Multicast communication raises many data management issues that either do not arise in unicast communication, or that obviously require different solutions than the standard methods used in unicast settings. As an illustrative example consider the application of a highly scalable Web server. The objective of the Web server application is to scale to a large client population, and scalability will be accomplished by using the middleware. In the middleware, the server can disseminate data by choosing any combination of the following three schemes: multicast push, multicast pull, and unicast push. In multicast push the server repeatedly sends information to the clients without explicit client requests. (For example, television is a classic multicast push system). Multicast push is an ideal fit for asymmetric communication links, such as satellites and base station methods, where there is little or no bandwidth from the client to the server. For the same reason, multicast push is also ideal to achieve maximal scalability of Internet hot spots. Hence, generally multicast push should be restricted to hot resources. In multicast pull, the clients make explicit requests for resources, and the server broadcasts the responses to all members of the multicast group. If multiple clients request the same resource at approximately the same time, the server may aggregate these requests, and only broadcast the resource once. One would expect that this possibility of aggregation would improve user perceived performance for the same reason that proxy caches improve performance, that is, it is common for different users to make requests to the same resource. Multicast pull is a good fit for ``warm resources'' for which repetitive multicast push cannot be justified, while there is an advantage in aggregating concurrent client requests. Traditional unicast pull is reserved for cold documents. The end-user should not perceive that Web resources are downloaded with a variety of methods, as the browser and the middleware shield the user from the details of the multi-tier dissemination protocol.

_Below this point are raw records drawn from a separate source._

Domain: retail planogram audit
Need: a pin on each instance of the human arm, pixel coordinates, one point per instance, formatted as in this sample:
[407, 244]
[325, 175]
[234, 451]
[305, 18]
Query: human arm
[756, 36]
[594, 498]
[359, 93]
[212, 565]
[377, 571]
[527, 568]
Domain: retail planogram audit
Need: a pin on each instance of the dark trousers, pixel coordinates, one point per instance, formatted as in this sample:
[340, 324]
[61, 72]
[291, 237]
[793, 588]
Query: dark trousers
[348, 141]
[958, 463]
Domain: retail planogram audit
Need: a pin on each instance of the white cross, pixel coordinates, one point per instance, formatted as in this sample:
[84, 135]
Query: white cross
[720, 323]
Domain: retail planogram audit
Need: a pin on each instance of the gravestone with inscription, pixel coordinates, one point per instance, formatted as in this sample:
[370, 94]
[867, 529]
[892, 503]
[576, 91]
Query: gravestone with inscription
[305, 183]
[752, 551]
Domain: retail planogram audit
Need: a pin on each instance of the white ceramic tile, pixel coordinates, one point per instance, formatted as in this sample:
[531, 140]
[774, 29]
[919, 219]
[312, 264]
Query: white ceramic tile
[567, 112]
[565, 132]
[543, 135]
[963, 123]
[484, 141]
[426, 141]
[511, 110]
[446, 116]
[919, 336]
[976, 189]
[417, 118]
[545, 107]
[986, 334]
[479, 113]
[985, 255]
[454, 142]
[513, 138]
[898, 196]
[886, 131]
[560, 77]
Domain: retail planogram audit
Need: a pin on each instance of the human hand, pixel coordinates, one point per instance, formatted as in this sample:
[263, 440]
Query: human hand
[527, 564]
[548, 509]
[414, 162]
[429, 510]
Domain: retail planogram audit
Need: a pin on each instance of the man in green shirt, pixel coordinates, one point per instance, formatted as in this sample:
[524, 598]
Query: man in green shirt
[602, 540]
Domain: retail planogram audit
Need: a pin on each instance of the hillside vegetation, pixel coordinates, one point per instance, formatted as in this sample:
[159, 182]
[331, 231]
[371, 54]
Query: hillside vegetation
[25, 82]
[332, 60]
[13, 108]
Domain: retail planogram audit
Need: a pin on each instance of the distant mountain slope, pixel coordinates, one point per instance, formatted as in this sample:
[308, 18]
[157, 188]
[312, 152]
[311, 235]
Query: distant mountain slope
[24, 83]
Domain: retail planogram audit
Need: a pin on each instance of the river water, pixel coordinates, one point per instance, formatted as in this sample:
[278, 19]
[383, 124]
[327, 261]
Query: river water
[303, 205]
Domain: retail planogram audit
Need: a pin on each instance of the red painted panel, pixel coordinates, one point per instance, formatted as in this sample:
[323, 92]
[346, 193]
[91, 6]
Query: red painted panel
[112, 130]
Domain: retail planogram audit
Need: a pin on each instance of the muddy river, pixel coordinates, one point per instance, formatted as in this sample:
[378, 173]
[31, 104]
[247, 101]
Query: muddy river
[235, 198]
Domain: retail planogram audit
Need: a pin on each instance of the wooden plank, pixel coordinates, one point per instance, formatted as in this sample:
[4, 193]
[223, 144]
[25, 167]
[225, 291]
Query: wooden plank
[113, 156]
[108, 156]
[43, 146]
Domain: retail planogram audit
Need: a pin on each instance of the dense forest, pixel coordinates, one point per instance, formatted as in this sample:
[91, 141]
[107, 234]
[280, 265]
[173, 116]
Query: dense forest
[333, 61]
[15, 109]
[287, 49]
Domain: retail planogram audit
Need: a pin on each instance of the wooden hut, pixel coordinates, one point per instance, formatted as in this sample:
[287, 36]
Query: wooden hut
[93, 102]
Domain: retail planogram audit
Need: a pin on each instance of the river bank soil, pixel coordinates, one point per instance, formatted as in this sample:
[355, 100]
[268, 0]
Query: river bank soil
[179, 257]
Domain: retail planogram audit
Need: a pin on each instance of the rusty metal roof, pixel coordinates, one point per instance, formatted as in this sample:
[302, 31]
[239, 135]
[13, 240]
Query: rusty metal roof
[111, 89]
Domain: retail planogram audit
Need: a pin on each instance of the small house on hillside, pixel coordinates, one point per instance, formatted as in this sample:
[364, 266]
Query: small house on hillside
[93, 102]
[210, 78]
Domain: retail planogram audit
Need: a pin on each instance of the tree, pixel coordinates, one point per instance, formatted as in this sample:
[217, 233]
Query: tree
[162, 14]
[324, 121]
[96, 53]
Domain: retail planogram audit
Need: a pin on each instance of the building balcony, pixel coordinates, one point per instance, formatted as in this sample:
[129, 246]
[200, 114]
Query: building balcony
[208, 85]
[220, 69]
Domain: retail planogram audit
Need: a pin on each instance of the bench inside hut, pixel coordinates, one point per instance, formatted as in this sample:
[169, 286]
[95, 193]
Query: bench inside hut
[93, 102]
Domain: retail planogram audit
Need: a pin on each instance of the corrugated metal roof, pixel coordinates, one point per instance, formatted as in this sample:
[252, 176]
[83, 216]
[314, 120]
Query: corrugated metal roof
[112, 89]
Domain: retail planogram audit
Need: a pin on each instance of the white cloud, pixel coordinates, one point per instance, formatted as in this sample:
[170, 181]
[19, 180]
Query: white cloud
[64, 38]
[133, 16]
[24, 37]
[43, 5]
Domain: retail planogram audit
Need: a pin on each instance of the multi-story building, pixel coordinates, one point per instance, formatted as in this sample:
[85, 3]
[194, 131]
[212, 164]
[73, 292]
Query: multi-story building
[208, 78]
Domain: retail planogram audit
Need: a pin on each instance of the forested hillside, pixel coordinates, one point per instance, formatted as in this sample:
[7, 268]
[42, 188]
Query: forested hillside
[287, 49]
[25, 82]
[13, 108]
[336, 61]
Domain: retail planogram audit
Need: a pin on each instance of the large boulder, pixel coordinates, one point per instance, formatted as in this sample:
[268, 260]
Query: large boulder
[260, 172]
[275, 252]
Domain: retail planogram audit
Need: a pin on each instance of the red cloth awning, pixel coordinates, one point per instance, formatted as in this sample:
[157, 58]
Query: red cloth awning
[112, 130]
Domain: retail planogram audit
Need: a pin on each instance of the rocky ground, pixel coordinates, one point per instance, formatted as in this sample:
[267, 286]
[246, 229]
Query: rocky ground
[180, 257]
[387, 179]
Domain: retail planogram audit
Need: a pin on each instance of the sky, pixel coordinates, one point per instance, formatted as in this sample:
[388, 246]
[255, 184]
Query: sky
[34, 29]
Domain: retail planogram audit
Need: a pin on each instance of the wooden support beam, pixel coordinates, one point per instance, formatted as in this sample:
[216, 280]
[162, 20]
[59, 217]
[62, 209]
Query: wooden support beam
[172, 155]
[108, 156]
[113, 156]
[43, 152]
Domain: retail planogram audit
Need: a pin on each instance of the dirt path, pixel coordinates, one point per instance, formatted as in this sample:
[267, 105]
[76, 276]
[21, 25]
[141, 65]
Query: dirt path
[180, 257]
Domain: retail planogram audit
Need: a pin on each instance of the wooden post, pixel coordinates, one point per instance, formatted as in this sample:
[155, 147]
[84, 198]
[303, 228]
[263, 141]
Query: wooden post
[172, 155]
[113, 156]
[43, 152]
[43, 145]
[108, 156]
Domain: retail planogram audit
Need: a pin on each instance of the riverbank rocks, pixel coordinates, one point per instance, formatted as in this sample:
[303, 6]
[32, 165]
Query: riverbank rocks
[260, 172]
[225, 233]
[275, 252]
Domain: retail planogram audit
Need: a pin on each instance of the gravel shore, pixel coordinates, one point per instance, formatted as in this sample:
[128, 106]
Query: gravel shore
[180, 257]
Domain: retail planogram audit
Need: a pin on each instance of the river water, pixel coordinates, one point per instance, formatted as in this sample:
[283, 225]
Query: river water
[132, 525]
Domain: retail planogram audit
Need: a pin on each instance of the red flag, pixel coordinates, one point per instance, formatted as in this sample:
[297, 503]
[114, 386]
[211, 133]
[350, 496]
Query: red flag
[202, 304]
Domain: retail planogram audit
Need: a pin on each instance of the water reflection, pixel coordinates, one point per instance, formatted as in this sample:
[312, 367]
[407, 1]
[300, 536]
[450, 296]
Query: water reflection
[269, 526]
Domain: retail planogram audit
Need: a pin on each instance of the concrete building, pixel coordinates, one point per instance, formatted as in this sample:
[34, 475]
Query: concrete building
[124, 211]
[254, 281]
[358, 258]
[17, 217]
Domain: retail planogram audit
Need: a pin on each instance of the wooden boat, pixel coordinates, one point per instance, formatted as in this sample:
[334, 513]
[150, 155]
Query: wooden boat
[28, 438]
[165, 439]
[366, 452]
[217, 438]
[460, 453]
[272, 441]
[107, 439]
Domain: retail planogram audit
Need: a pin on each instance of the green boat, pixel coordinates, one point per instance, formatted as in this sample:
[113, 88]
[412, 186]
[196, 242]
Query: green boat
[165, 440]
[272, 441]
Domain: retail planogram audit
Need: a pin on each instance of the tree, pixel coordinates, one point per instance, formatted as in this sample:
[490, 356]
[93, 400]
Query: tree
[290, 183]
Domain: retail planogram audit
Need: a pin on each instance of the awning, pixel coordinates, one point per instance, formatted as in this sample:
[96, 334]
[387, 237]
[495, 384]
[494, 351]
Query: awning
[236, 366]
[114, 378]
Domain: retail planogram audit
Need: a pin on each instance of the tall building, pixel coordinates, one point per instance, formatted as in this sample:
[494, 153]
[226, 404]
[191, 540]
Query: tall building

In the Web server application, the document selection unit periodically gathers statistics on document popularity. Once statistics have been collected, the server partitions the resources into hot, warm, and cold documents. When a client wishes to request a Web document, it either downloads it from a multicast channel or it requests the document explicitly depending on whether the document is hot or not. The server also broadcasts an index of sorted URIs which quickly allows the client to determine whether the requested resource is in the hot broadcast set. On the whole, the client determines the multicast channel, downloads the appropriate portions of the index, and determines whether the resource is upcoming along the cyclic broadcast. If the request is not in the hot broadcast set, the client can make an explicit request to the server, and simultaneously starts to listen to the warm multicast channel if one is available. If the page is cold, the requested resource is returned on the same connection. If the page is warm, the clients waits on the warm multicast channel until the requested resource is transmitted. The multicast pull scheduling component resolves contention among client request for the use of the warm multicast channel and establishes the order in which pages are sent over that channel.
In multicast push, the server periodically broadcasts hot resources to the clients. The server chunks hot resources into nearly equal-size pages that fit into one datagram and then cyclically sends them on a single or on a layered multicast channel along with index pages. The frequency and ordering of the pages within the multicast push channel are determined by the multicast push scheduling component. Upon receipt of the desired pages, the client can buffer them to reconstruct the original resource and can cache resources to satisfy future request. The set of hot pages is cyclically multicast, and so received pages are current in that they cannot be more than one cycle out-of-date. Furthermore, certain types of consistency semantics can be guaranteed by transmitting additional information along with the control pages.